Although an abundance of results were obtained numerous inconsistencies, anomalies and contradictions were prevalent in the results. The collision theory states that as the temperature decreases, less successful collision will occur. This is due to the lowered kinetic energy at these temperatures. Results obtained contradict with this theory; as levels of browning for apples at 8°C was higher than those the a higher temperature of those at 22°C. Figure 8 displayed highly unexpected results, as only the apple slice treated in citric acid had any signs of browning.

Though, this browning was constant from 0 minutes, suggestion that initial browning was present on the apple and no further browning occurred. Results also determined the level of browning to have occurred as follows: 60°C  37°  8°C  22°C. However, this should have occurred 37°C  60°  22°C  8°C. Inconsistencies and anomalies such as the ones indicated by the results maybe have been due to a range of factors. Firstly, varying temperatures in each environment may have had some effect. Due to the nature of the environment that the test was performed in incubators and fridges were not left closed for the entire period of the test.

This may have increased or reduced the temperature of the area. Furthermore, the room temperature value was only checked once during the entire few weeks of the testing. This temperature had potential to shift up to 6 degrees at any time during the test. Additionally, preparation of apples may have been varied. Time of soaking for each apple slice in the solutions was not recorded; this may have resulted in additional soaking for some apples compared to other.

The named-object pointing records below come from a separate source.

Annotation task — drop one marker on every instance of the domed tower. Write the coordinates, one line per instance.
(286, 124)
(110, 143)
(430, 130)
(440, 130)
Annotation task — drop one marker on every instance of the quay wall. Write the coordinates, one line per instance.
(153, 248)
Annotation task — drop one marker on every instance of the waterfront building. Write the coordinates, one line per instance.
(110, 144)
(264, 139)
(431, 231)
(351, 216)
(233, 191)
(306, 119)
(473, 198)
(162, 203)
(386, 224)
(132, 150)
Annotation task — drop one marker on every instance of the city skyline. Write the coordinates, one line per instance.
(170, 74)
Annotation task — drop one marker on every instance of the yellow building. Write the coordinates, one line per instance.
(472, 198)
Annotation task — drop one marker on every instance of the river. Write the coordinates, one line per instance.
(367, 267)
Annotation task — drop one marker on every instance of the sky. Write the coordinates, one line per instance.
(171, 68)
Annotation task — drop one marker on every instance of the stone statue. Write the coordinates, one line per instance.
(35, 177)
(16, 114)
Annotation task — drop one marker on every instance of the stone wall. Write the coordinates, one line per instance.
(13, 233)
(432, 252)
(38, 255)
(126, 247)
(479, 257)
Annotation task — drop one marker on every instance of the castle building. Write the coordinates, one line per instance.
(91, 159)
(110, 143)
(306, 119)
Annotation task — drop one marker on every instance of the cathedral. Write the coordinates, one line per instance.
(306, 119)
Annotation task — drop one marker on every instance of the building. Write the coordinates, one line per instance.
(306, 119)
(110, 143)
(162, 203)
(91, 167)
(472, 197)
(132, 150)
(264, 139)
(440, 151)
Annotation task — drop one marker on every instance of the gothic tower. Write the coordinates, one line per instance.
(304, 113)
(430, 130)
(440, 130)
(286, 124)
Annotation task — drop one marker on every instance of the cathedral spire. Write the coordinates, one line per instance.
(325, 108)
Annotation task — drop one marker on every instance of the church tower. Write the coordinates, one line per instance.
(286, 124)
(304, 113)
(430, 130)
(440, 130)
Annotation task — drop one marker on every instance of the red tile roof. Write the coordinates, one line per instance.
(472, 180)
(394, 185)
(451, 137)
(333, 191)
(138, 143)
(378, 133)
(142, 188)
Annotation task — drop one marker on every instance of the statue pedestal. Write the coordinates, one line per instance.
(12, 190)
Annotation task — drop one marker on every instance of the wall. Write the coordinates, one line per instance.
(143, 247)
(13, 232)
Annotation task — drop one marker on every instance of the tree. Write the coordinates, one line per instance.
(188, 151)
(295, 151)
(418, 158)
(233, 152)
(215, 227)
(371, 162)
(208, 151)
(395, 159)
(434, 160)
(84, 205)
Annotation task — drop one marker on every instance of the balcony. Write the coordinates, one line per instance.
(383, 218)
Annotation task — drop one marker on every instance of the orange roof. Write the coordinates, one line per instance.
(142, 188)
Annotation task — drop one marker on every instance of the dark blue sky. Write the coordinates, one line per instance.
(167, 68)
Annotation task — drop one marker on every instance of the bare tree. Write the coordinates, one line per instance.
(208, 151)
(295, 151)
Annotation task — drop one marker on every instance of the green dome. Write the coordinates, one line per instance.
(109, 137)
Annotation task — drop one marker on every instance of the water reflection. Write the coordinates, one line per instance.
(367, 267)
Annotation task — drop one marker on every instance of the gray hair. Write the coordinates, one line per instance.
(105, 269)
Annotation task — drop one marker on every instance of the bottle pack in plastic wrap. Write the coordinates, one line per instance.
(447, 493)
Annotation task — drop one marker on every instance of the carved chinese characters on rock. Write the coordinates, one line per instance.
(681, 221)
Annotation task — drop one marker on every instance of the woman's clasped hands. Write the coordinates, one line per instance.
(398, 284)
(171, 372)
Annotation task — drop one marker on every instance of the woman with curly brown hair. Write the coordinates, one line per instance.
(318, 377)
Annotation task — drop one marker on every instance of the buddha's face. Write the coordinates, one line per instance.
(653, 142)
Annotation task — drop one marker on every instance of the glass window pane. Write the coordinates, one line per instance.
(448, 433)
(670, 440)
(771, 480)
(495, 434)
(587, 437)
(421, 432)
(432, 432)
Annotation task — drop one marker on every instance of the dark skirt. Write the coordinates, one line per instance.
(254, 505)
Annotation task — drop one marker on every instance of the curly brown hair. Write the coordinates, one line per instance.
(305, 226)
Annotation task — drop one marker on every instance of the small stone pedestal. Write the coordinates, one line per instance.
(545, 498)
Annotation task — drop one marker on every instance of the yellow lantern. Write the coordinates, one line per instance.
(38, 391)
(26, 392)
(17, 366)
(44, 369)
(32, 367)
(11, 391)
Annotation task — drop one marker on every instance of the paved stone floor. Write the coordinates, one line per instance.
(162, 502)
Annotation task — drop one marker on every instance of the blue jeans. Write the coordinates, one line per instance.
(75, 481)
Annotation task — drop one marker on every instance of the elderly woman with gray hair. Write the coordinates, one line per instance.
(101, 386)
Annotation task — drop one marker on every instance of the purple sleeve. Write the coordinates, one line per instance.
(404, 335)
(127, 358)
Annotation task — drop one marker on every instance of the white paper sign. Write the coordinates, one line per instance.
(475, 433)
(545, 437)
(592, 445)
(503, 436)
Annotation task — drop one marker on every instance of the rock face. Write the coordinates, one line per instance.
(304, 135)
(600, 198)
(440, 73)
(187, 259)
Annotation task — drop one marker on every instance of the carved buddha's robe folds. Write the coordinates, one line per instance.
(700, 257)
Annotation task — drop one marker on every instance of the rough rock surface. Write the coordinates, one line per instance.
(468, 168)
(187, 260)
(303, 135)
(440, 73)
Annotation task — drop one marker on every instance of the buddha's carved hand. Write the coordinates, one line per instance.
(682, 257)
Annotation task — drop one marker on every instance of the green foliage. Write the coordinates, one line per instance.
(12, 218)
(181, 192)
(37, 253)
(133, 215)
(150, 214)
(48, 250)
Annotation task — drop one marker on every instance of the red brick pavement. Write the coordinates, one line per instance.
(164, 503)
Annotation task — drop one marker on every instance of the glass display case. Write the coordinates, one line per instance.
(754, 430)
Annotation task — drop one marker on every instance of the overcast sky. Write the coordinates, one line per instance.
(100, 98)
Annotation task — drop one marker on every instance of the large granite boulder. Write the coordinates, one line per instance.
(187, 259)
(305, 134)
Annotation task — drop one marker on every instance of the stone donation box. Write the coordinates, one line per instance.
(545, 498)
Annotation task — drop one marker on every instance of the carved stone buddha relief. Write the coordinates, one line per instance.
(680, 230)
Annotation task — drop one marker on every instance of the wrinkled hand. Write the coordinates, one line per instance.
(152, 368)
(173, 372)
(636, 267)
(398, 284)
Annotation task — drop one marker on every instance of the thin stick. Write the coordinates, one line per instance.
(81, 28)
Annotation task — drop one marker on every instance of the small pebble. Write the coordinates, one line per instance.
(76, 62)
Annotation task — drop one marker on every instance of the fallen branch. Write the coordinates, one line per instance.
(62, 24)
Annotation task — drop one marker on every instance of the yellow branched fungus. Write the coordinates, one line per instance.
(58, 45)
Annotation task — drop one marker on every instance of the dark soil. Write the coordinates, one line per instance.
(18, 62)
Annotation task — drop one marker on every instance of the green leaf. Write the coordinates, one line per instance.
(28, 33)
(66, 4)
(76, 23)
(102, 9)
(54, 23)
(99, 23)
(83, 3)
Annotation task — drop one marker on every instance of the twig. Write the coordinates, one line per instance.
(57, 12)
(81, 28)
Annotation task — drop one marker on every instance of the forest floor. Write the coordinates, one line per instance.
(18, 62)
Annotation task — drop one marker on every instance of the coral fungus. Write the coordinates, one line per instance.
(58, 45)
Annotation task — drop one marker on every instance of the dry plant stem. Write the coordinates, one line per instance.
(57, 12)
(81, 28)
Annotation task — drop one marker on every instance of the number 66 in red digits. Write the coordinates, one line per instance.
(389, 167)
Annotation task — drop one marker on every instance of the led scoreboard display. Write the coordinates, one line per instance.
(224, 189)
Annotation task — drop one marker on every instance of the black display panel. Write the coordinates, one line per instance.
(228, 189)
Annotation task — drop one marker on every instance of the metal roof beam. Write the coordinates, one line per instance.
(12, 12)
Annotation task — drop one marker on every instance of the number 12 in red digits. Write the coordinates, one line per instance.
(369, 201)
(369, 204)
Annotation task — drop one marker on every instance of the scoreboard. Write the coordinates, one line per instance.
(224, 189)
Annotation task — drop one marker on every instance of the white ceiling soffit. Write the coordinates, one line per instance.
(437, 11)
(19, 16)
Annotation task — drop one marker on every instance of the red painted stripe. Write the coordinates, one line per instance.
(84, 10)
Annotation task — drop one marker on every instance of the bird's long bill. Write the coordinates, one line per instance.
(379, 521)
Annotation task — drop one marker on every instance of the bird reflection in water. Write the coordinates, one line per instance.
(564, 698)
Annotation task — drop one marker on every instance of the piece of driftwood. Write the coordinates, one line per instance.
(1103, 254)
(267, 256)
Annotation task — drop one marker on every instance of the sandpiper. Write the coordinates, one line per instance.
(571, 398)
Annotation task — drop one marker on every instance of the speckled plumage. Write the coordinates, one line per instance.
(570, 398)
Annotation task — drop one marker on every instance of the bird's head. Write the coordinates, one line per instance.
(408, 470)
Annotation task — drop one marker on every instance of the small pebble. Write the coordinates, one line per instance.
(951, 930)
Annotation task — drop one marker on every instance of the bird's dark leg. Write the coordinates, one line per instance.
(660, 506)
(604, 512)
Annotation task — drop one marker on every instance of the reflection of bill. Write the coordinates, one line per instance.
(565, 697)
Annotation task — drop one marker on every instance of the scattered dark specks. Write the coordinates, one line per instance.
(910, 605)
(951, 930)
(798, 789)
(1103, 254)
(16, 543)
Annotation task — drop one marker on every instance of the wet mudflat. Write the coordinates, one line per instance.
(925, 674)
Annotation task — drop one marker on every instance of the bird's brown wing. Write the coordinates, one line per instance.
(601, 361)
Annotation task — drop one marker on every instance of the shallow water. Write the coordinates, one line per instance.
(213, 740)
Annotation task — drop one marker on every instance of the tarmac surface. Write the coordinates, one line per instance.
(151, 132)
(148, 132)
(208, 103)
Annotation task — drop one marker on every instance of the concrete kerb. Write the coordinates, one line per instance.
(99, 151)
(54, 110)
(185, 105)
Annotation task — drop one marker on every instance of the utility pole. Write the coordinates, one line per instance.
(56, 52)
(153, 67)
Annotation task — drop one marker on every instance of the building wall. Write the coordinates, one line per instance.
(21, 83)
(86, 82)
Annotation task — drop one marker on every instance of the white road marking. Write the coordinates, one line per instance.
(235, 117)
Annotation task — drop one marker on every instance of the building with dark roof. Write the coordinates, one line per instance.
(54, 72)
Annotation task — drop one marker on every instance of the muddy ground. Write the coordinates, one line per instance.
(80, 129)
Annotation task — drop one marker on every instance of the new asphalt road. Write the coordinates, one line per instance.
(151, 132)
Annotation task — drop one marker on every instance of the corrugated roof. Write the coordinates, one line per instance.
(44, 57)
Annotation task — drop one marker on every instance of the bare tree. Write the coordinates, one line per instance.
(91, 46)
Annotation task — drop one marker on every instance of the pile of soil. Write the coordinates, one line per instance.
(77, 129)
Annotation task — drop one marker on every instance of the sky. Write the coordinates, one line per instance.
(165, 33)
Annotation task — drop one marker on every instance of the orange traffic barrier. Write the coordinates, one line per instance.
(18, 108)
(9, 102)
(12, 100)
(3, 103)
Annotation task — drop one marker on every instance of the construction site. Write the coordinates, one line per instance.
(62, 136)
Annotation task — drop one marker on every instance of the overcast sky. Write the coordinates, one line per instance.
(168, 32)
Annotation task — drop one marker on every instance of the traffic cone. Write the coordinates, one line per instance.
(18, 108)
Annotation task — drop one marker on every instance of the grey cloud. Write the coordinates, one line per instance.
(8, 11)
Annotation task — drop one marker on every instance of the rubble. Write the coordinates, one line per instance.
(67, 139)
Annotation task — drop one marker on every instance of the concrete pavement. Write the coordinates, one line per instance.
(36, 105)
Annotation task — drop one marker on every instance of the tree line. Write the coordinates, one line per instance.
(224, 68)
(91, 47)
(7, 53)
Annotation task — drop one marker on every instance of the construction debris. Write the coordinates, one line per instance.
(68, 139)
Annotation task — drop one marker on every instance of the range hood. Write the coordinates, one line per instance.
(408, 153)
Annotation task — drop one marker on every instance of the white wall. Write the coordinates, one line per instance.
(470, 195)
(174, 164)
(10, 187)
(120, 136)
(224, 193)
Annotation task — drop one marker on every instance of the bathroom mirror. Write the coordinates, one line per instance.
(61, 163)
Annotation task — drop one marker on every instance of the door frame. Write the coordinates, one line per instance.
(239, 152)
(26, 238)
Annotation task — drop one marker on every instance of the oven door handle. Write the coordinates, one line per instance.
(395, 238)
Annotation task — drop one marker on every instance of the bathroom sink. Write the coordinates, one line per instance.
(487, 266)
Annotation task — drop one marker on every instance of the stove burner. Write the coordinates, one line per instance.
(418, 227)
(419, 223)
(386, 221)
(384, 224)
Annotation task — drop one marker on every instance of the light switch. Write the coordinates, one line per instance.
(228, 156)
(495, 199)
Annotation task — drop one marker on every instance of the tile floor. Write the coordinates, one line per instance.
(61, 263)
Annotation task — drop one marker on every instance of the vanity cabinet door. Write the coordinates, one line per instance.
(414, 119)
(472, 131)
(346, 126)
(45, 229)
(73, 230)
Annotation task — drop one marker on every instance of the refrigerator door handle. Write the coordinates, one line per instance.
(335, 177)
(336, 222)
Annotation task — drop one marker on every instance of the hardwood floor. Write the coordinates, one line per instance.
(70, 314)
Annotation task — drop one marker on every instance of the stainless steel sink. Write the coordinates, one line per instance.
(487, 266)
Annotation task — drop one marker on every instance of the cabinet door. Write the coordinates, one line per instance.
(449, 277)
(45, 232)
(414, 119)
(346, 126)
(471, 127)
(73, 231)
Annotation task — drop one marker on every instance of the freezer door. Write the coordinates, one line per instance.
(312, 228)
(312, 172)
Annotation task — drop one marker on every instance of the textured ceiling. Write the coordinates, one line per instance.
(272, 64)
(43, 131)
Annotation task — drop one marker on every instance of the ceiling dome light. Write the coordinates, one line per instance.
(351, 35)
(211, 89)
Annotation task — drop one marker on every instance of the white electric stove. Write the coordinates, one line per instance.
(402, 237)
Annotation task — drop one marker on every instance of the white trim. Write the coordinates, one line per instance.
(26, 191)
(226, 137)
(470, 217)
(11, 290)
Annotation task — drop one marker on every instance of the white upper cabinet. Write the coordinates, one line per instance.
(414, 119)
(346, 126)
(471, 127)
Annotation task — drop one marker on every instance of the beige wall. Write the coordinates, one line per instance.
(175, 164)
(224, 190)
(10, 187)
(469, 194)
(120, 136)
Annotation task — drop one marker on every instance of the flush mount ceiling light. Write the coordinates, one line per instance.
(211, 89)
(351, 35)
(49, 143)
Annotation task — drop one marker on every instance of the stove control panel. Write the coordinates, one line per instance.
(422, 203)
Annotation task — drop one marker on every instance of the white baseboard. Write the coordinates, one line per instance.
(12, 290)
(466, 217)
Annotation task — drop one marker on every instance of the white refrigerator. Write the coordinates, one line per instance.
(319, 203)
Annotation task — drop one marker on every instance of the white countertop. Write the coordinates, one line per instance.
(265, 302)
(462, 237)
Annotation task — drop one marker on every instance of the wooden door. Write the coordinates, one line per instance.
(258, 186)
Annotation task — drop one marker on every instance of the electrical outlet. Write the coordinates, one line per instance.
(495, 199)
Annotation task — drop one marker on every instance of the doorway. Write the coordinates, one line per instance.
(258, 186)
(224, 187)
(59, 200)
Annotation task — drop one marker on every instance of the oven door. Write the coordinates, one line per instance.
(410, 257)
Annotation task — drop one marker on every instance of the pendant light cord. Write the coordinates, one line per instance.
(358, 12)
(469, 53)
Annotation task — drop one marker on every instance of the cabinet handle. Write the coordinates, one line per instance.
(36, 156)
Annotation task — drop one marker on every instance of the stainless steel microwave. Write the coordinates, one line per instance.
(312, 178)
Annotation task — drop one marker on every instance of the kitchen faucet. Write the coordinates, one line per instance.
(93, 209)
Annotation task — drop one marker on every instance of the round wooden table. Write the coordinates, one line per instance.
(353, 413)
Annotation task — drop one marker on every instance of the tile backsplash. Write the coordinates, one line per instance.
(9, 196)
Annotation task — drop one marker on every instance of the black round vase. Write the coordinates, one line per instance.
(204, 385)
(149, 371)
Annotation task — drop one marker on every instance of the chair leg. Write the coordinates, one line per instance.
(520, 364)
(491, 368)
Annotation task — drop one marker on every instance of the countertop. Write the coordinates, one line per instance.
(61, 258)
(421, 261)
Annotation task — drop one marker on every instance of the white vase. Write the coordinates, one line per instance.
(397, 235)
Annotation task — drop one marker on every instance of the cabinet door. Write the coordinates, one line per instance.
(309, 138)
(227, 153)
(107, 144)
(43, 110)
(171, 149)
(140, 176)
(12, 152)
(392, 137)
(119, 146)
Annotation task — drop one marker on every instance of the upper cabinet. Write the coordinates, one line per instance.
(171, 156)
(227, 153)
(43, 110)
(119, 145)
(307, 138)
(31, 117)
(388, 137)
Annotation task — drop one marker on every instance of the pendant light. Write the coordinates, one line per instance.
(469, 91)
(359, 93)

This would have increased/decreased the saturation level of some of the apples slices which would have varied the potential for inactivation of te polyphenol oxidase within the apple slices. The accuracy and possible consistency of the results may be improved with several alterations the experiment. As it was expected that the apples may have been treated with preservatives prior to purchase, and this had a significant impact on the browning of the Granny Smith apples, it is suggested that with further testing organic apples should be purchased for the test.

Moreover, an improved regulation of experimental environment is highly recommended. This would include more frequent checks of temperatures that the apples are being stored in. Additionally, humidity or experimental area may have had an effect on browning but this was not investigated thoroughly. It is proposed that regulation of humidity should be tested in further testing.

Furthermore, possible variable testing of humidity and its direct effects on the enzymatic browning could be investigated. Also, monitoring of knife used is suggested. If rust is present on the knife it is likely to promote more browning on the apples, additionally, a blunt or serrated knife will break more of the apple’s cell, therefore releasing more enzymes to react with the oxygen. Finally, a consistent and monitored saturation time is advised to improve the fairness of the test.

CONCLUSION
In conclusion, the effects of a range of temperatures and solutions and their effects on enzymatic browning in apples has been investigated, therefore the aim was completed. Some of the hypothesises made were challenged by the results but verification and scrutiny rendered the results abnormal and the hypothesises correct. Other hypothesise were found to be true.

Many improvements were suggested to improve accuracy of results and to obtain more justified and expected results. Overall it was found that the most effective method to prohibit the enzymatic browning occurring on sliced apples is storage at a cooler temperature, and in a solution of tartaric acid.